日本大百科全書(ニッポニカ) 「工業所有権情報・研修館」の意味・わかりやすい解説
工業所有権情報・研修館
こうぎょうしょゆうけんじょうほうけんしゅうかん
工業所有権の公報の閲覧や、特許情報(工業所有権情報)の提供などを行う中央資料館で、経済産業省所管の独立行政法人。英語名はNational Center for Industrial Property Information and Training、略称はINPIT。独立行政法人工業所有権情報・研修館法(平成11年法律第201号)に基づいて2001年(平成13)設立。本部は東京都千代田区霞が関。
工業所有権情報・研修館は、1884年(明治17)農商務省工務局内商標登録所図書係で図書の閲覧、商標見本の観覧を開始したことにその淵源を求められる。1887年には農商務省特許局庶務部内に図書館が設置された。1918年(大正7)に陳列館を併設し、1924年に図書館を廃止して陳列館に併合した。1952年(昭和27)に万国工業所有権資料館と改称、1997年(平成9)には工業所有権総合情報館と改称した。2001年(平成13)4月、独立行政法人となり、2004年、工業所有権情報・研修館と改称し、情報提供業務、人材育成業務等を開始した。
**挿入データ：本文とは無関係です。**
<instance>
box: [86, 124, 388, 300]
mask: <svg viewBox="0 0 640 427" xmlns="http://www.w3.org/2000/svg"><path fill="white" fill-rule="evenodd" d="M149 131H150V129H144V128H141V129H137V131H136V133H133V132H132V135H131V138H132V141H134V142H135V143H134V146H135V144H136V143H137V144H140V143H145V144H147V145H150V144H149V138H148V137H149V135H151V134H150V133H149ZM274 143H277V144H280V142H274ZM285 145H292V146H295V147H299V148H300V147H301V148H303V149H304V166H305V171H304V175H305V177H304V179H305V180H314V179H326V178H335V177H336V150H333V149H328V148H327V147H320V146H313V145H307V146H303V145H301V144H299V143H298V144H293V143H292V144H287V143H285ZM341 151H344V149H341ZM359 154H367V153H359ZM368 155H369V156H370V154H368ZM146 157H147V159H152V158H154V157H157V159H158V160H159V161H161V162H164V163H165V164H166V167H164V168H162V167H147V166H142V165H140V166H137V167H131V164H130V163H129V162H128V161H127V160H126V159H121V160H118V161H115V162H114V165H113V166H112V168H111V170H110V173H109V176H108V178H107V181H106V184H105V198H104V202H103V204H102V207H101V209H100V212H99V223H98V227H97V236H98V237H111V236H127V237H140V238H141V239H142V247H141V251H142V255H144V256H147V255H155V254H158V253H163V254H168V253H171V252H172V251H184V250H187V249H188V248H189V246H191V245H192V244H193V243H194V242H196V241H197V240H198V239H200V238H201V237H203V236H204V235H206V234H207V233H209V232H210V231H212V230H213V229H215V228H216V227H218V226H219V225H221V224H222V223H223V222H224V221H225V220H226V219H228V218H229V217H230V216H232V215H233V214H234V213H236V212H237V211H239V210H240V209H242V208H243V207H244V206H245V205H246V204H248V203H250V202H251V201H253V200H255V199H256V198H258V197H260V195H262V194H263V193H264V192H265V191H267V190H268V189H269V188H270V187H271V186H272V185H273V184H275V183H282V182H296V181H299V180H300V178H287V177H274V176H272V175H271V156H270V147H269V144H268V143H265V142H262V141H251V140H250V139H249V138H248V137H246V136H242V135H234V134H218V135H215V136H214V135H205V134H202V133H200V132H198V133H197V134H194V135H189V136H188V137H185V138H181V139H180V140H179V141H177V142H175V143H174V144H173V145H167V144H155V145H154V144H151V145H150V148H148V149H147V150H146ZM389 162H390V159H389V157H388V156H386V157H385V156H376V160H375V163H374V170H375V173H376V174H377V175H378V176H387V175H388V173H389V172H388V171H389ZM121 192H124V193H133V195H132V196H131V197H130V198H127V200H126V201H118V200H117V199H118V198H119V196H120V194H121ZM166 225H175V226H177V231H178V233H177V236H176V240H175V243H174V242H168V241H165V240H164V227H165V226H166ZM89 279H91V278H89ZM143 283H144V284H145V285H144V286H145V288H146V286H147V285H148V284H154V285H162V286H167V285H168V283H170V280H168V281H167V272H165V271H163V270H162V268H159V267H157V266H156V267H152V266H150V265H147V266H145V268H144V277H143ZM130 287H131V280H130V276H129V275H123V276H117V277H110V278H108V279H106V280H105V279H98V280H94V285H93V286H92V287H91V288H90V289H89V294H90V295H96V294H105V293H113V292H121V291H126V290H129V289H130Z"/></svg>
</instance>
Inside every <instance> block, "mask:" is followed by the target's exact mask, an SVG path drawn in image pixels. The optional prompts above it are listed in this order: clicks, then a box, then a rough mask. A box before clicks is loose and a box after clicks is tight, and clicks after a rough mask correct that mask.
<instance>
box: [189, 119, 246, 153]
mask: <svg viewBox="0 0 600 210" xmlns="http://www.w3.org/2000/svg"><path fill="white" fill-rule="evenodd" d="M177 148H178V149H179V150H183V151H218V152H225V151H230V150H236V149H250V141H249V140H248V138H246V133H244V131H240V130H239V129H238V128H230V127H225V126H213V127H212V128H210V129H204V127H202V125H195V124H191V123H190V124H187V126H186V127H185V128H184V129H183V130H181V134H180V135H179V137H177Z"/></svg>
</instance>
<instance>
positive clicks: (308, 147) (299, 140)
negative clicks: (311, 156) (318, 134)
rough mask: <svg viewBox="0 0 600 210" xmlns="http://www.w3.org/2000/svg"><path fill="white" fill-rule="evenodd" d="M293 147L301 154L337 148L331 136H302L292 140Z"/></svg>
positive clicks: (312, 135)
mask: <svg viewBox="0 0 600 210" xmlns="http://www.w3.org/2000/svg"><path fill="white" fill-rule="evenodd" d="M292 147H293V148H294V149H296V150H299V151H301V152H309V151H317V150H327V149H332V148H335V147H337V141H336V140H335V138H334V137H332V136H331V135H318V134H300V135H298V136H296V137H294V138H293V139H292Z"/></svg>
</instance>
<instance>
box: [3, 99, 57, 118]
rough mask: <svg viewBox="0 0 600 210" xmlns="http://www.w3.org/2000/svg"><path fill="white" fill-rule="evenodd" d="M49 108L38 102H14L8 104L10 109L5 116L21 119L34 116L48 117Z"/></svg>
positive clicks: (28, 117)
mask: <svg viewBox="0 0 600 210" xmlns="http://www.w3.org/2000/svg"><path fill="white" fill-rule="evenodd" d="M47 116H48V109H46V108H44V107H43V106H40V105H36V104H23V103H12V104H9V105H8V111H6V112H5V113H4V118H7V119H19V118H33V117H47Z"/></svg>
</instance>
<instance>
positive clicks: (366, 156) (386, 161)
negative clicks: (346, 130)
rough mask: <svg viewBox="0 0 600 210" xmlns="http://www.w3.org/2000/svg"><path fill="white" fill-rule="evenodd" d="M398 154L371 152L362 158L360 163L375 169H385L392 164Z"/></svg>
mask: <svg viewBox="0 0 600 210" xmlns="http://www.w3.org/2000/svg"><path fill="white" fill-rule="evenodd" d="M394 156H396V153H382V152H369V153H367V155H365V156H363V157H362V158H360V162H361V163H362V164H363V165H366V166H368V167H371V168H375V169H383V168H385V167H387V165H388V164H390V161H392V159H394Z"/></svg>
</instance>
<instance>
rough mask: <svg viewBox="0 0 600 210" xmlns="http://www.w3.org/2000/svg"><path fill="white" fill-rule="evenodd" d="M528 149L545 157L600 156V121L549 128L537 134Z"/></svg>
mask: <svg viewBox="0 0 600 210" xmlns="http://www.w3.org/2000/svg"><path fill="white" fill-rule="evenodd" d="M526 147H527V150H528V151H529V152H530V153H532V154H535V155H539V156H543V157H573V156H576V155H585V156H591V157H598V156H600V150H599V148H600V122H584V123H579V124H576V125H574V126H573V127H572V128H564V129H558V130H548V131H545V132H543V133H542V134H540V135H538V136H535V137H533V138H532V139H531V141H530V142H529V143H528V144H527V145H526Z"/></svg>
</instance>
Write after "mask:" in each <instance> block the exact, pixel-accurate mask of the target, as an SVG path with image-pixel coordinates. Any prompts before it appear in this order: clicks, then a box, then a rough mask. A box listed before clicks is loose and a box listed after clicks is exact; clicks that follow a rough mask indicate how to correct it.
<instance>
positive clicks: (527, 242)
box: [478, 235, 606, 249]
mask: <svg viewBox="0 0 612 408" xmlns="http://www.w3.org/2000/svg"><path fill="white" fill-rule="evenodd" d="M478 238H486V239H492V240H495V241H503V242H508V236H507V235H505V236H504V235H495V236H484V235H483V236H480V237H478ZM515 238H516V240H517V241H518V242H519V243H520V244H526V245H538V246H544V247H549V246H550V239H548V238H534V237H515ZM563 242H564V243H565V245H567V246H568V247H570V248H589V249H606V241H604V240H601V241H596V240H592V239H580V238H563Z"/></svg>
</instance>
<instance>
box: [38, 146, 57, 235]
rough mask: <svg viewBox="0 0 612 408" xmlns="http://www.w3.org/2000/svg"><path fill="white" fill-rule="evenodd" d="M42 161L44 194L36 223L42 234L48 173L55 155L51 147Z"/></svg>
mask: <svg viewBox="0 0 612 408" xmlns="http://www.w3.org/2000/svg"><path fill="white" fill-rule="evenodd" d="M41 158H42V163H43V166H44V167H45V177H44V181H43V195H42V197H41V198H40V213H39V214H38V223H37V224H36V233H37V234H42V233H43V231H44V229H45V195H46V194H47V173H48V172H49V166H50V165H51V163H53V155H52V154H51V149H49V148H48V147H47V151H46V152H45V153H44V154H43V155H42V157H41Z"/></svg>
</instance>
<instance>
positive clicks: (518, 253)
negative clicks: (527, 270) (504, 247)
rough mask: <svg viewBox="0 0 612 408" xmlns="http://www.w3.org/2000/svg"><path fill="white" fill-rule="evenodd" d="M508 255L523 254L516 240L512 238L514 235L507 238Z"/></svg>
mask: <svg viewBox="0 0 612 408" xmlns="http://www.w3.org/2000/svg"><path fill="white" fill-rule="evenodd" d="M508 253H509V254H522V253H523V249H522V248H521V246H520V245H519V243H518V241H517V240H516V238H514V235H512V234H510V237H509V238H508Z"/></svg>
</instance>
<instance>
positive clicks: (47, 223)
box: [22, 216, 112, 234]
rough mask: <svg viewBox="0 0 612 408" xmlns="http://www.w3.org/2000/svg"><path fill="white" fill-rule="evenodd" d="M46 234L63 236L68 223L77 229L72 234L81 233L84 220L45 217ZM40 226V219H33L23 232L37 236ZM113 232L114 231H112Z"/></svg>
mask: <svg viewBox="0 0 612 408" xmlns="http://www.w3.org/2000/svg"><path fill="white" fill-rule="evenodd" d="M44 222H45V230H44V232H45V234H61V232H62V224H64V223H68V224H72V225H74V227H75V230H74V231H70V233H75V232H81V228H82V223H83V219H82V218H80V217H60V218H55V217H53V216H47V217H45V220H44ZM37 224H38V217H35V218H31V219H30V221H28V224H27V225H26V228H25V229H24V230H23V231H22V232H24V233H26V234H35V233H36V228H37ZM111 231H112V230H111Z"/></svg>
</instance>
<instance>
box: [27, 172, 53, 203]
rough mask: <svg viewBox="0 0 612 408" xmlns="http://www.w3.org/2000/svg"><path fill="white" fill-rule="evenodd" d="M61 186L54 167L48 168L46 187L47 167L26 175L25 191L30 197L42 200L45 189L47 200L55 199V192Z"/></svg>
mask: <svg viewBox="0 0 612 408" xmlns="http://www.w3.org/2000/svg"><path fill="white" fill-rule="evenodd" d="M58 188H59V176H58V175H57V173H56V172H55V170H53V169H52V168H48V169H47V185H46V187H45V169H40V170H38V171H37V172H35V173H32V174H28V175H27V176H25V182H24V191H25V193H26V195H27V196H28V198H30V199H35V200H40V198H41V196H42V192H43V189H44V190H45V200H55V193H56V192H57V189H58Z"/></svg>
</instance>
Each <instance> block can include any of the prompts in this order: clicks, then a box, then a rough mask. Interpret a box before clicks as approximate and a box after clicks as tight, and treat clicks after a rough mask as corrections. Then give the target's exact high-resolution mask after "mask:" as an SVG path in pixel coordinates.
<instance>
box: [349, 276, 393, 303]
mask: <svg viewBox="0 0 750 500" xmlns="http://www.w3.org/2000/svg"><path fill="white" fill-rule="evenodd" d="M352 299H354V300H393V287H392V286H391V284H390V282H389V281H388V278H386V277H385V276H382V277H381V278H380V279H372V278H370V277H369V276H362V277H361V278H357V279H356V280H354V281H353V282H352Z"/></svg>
工業所有権情報・研修館は、発明、実用新案、意匠および商標に関する公報、審査および審判に関する文献その他の工業所有権に関する情報の収集、整理および提供を行うとともに、特許庁の職員その他の工業所有権に関する業務に従事する者に対する研修を行うこと等により、工業所有権の保護および利用の促進を図ることを目的としている。そのために以下の業務を行っている。(1)工業所有権関係の公報閲覧(国内外で発行されている電子媒体・紙媒体の公報の閲覧)。(2)審査・審判資料の提供(特許庁の審査・審判で利用する図書等、審査資料の検索)。(3)知的財産情報の高度活用による権利化の推進。(4)情報普及。(5)工業所有権相談。(6)情報システム関連事業。(7)研修。(8)特許・知的財産業務に関する人材育成。2012年4月時点での職員数は92人。